Julie Powell says she wasn’t thinking book or movie deal when she began blogging her recipe-by-recipe adventure through Julia Child’s “Mastering the Art of French Cooking.”
She was just looking for an escape from a series of dead-end jobs that had put a damper on her dreams of becoming a writer.
But Powell found more than that. Her blog became a memoir, “Julie and Julia: 365 Days, 524 Recipes, 1 Tiny Apartment Kitchen” (retitled “Julie and Julia: My Year of Cooking Dangerously” in paperback), which led to a movie – the new “Julie & Julia,” starring Meryl Streep and Amy Adams.
“I had no idea what it was going to do for me when I started,” Powell says of her blog, which she started in 2002 at age 29.
Few bloggers will come close to Powell’s success, say blog experts – especially considering there are 133 million blogs afloat on the Web, according to search engine Technorati, which has kept track since 2002.
Even Powell admits that she was “at the right place at the right time.” The blogosphere was a much smaller place seven years ago, making it easier for frustrated secretaries like herself and fans of Child to stumble upon it.
According to Technorati’s State of the Blogosphere 2008 report, the top reasons for starting a blog are self-expression and sharing expertise, followed by networking and gaining entry into the media world.
There has been a rise in a “professional class of bloggers,” says Technorati’s Jennifer McLean, such as Perez Hilton (celebrity gossip), Grace Bonney (interior decorating) and Zen Habits (goals and productivity).
PerezHilton.com had about 2.7 million unique visitors in June, according to marketing research company comScore, Inc.

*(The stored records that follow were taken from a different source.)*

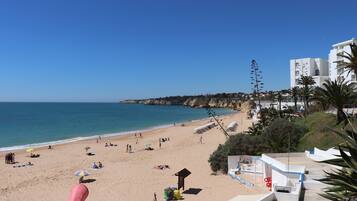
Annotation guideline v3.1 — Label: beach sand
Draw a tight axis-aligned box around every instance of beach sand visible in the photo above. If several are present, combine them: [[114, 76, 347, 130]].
[[0, 113, 262, 201]]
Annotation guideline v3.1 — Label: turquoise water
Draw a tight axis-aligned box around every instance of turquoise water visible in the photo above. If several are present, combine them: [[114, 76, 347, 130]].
[[0, 103, 231, 150]]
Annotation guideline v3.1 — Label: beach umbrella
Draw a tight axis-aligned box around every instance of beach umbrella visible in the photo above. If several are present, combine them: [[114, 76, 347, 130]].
[[74, 170, 90, 177]]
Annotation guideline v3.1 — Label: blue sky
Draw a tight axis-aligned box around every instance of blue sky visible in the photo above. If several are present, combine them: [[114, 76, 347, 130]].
[[0, 0, 357, 101]]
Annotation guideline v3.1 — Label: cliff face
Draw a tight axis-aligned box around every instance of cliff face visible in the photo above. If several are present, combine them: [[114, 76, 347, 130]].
[[121, 96, 254, 112]]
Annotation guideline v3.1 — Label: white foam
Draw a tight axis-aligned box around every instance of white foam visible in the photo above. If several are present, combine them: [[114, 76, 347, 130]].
[[0, 124, 173, 152]]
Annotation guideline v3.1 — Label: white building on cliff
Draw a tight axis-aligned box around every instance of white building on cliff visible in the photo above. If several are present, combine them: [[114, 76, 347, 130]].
[[290, 38, 357, 88], [328, 38, 357, 82], [290, 58, 329, 88]]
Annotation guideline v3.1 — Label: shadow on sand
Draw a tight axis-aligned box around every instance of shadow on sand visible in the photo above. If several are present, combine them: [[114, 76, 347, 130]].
[[182, 188, 202, 195], [81, 179, 97, 184]]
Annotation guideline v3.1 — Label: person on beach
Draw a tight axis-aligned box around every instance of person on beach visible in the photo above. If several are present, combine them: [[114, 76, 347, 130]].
[[92, 162, 98, 169], [154, 193, 157, 201]]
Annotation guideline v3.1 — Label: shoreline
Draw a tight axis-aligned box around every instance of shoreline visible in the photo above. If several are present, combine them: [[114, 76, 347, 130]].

Leo Babauta, creator of Zen Habits (zenhabits.net) and author of “The Power of Less: The Fine Art of Limiting Yourself to the Essential … in Business and in Life,” had considerably fewer at 113,000, but he’s one of the most influential bloggers out there, says McLean.
Dooce.com, the blog for stay-at-home mom Heather B. Armstrong, had about 76,000 unique visitors. Armstrong is the author of “It Sucked and Then I Cried: How I Had a Baby, A Breakdown, and a Much Needed Margarita,” published earlier this year.

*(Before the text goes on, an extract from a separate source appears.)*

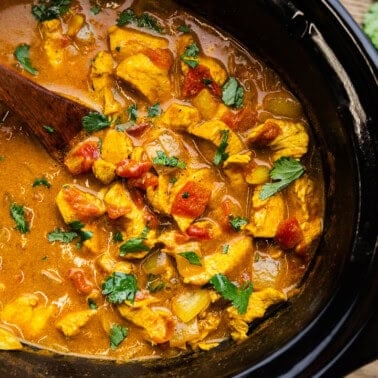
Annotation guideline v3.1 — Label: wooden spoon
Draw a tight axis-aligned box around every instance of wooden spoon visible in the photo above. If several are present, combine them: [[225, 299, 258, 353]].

But using a blog to get a book deal is difficult. There is a difference in writing four paragraphs of disconnected ideas and 80,000 words of a story that can sustain a reader’s interest, says Brooke Warner, senior editor at Seal Press.
Gretchen Rubin, author of the forthcoming memoir “The Happiness Project,” says she chose to blog about her quest for happiness because it was something new and challenging and she wanted to chronicle her steps. But it was hearing back from readers that was gratifying, she says.
“Part of it is that everyone is interested in happiness in some way,” says Rubin. “A lot of people write about it in universal terms to be widely applicable. I’m always writing through the lens of my own experience.”
If you’re not passionate about what you are writing, you are not going to keep the content fresh, says McLean.
“You have to kind of set aside the ‘How many hits am I getting?’ … and get back to the basics of ‘I’m going to do this because I love it,’ ” she says. ‘Whatever ‘it’ is.”